Andreas Spiess' LoRa Mailbox Notifier Uses a Smart Bidirectional ARQ System for Reliability
Powered by a Microchip ATtiny1614 and an Espressif ESP32, this point-to-point protocol ensures notifications get through in any weather.
Maker Andreas Spiess has built a bidirectional Home Assistant-compatible mailbox notifier with a long-range wireless transmission system — thanks to a pair of LoRa transceivers connected to a Microchip ATtiny1614 at one end and an Espressif ESP32 at the other.
"I want to build a long-range bidirectional mailbox notifier," Spiess explains of the project. "Currently, my mailbox notifier uses LoRaWAN and The Things Network. Recently, it has become less reliable than in the past […] because LoRaWAN uses the 'aloha' or 'transmit and forget' principle. IT works excellently with sensors. If a value does not get through, the following one will. That is not what I want for my mailbox notifier because it only transmits data if it reaches a new state."
While one possible solution would be to have the notifier constantly transmit its state, that's not an ideal scenario for a battery-powered device — so Spiess set about replacing the wireless link with a simple point-to-point link, still using LoRa, with a bidirectional "automatic repeat request" or "ARQ" implementation.
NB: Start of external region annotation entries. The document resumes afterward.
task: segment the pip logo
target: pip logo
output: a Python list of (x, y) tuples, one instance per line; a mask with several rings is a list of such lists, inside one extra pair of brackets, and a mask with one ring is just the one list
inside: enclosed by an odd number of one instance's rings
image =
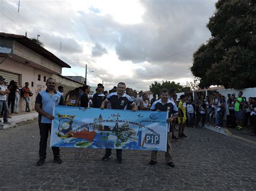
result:
[(160, 135), (156, 136), (153, 133), (146, 134), (146, 144), (159, 144)]

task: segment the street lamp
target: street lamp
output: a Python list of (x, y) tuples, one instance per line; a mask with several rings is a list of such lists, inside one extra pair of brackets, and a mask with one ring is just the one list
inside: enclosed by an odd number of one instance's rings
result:
[[(90, 71), (90, 72), (94, 72), (94, 71)], [(85, 65), (85, 81), (84, 81), (84, 84), (86, 85), (87, 82), (87, 63)]]

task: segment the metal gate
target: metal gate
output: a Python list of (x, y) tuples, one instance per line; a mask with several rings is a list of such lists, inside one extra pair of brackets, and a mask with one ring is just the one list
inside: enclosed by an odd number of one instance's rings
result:
[(21, 84), (19, 81), (20, 75), (18, 74), (12, 73), (0, 69), (0, 76), (2, 76), (3, 78), (5, 79), (5, 81), (8, 82), (8, 84), (10, 83), (11, 80), (14, 80), (15, 82), (18, 82), (18, 86)]

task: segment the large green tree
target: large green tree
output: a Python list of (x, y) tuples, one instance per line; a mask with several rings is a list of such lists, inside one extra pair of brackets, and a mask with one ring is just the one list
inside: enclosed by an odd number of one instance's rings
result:
[(219, 0), (207, 25), (212, 38), (194, 53), (199, 86), (256, 86), (256, 1)]
[(150, 91), (153, 94), (158, 94), (160, 93), (161, 89), (166, 88), (168, 90), (171, 89), (175, 89), (177, 93), (179, 92), (186, 92), (190, 91), (190, 88), (184, 87), (180, 84), (179, 83), (175, 83), (174, 82), (171, 82), (170, 81), (162, 81), (162, 83), (159, 82), (154, 82), (154, 83), (152, 83), (150, 86)]

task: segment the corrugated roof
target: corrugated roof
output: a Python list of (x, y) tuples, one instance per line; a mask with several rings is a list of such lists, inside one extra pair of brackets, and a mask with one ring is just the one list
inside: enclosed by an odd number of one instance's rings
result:
[(18, 43), (36, 52), (38, 54), (41, 55), (48, 60), (53, 62), (54, 63), (56, 63), (63, 68), (70, 68), (71, 67), (68, 63), (63, 61), (50, 52), (48, 51), (41, 46), (34, 43), (31, 39), (28, 37), (22, 35), (5, 33), (4, 32), (0, 32), (0, 37), (1, 36), (17, 41)]

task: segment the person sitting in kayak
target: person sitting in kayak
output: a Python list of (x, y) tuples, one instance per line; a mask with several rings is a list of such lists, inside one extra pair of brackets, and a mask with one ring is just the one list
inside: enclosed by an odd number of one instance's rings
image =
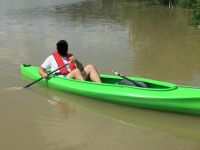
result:
[(96, 68), (90, 64), (83, 67), (83, 65), (72, 55), (68, 53), (68, 43), (65, 40), (60, 40), (56, 44), (57, 50), (52, 55), (46, 58), (39, 69), (39, 73), (42, 77), (46, 78), (48, 74), (46, 69), (51, 68), (51, 71), (61, 68), (56, 75), (63, 75), (68, 78), (75, 78), (77, 80), (86, 80), (90, 78), (93, 82), (101, 82), (99, 74)]

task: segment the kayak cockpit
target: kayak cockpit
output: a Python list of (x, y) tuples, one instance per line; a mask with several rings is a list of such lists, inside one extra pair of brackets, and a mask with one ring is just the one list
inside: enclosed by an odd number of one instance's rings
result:
[[(177, 85), (173, 83), (168, 83), (168, 82), (161, 82), (157, 80), (151, 80), (151, 79), (144, 79), (144, 78), (133, 78), (130, 77), (129, 79), (137, 81), (137, 82), (143, 82), (147, 85), (145, 89), (152, 89), (152, 90), (172, 90), (176, 89)], [(123, 79), (117, 76), (110, 76), (110, 75), (101, 75), (101, 80), (103, 83), (106, 84), (117, 84)], [(121, 85), (120, 86), (130, 86), (130, 85)], [(139, 88), (144, 88), (144, 87), (139, 87)]]

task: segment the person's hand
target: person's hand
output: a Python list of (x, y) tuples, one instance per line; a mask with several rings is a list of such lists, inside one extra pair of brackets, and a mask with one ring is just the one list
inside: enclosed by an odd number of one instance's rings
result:
[(41, 74), (41, 76), (42, 76), (43, 78), (46, 78), (46, 77), (48, 76), (48, 74), (47, 74), (46, 72), (44, 72), (44, 73)]
[(76, 61), (76, 58), (75, 58), (74, 56), (71, 56), (71, 57), (69, 58), (69, 60), (70, 60), (70, 62), (75, 62), (75, 61)]

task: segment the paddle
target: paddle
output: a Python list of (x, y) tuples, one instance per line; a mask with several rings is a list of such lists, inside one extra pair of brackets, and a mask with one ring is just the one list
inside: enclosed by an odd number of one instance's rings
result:
[(129, 79), (128, 77), (126, 77), (126, 76), (124, 76), (124, 75), (122, 75), (122, 74), (120, 74), (119, 72), (116, 72), (116, 71), (114, 71), (114, 70), (112, 70), (112, 72), (113, 72), (114, 74), (120, 76), (121, 78), (127, 80), (128, 82), (131, 82), (132, 85), (135, 85), (135, 86), (138, 86), (138, 87), (146, 87), (146, 88), (148, 87), (144, 82), (139, 82), (139, 81), (131, 80), (131, 79)]
[[(64, 68), (64, 67), (67, 66), (67, 65), (68, 65), (68, 63), (65, 64), (65, 65), (63, 65), (63, 66), (61, 66), (61, 67), (59, 67), (59, 68), (57, 68), (57, 69), (55, 69), (55, 70), (52, 71), (52, 72), (47, 73), (47, 77), (48, 77), (49, 75), (53, 74), (54, 72), (60, 70), (61, 68)], [(32, 83), (30, 83), (30, 84), (24, 86), (23, 88), (27, 88), (27, 87), (29, 87), (29, 86), (31, 86), (31, 85), (33, 85), (33, 84), (39, 82), (39, 81), (42, 80), (43, 78), (44, 78), (44, 77), (41, 77), (41, 78), (39, 78), (38, 80), (36, 80), (36, 81), (34, 81), (34, 82), (32, 82)]]

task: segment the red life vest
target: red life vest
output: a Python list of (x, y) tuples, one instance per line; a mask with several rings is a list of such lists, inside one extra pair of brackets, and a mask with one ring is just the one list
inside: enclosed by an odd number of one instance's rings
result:
[[(61, 67), (61, 66), (65, 65), (63, 60), (62, 60), (62, 58), (61, 58), (61, 56), (60, 56), (60, 54), (58, 53), (58, 51), (53, 52), (53, 56), (54, 56), (54, 58), (55, 58), (55, 60), (57, 62), (58, 67)], [(72, 57), (72, 56), (73, 56), (72, 54), (67, 54), (66, 59), (67, 59), (68, 62), (70, 61), (69, 58)], [(60, 73), (66, 75), (70, 71), (76, 69), (76, 66), (75, 66), (75, 64), (73, 62), (69, 63), (69, 69), (70, 70), (68, 70), (67, 67), (61, 68), (60, 69)]]

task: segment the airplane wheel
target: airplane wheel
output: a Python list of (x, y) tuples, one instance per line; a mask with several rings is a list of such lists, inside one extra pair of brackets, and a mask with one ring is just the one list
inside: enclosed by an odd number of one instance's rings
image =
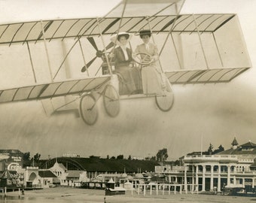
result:
[(103, 104), (108, 116), (111, 117), (117, 116), (120, 111), (119, 94), (112, 85), (108, 84), (105, 87)]
[(157, 95), (155, 97), (157, 106), (163, 112), (167, 112), (171, 110), (173, 102), (173, 92), (166, 92), (164, 95)]
[(80, 101), (80, 113), (85, 123), (92, 126), (98, 119), (98, 110), (96, 99), (93, 95), (82, 96)]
"Two switches can wake the battery-powered MCU [microcontroller unit]," Spiess explains. "Both start the LoRa module, which transfers the appropriate 'EMPTY' or 'FULL' [message] wirelessly. The receiver, or gateway, acknowledges the received code by transmitting an 'acknowledgement' code. It also creates an MQTT message with the current mailbox status. The gateway is mains-powered and connected to Wi-Fi. The mailbox notifier re-transmits its message until it is confirmed."
Using this system — with a low-power Microchip ATtiny1614 at the mailbox end and a Wi-Fi-equipped Espressif ESP32 as the gateway — Spiess gets guaranteed notifications even when the signal is temporarily blocked, without constant polling. The MQTT message, meanwhile, can trigger automations in Home Assistant, delivering the highly-integrated and robust mail-delivery notification system Spiess had hoped for.
The project is documented in full in the video embedded above and on Spiess' YouTube channel; the source code has been published to GitHub under the permissive MIT license.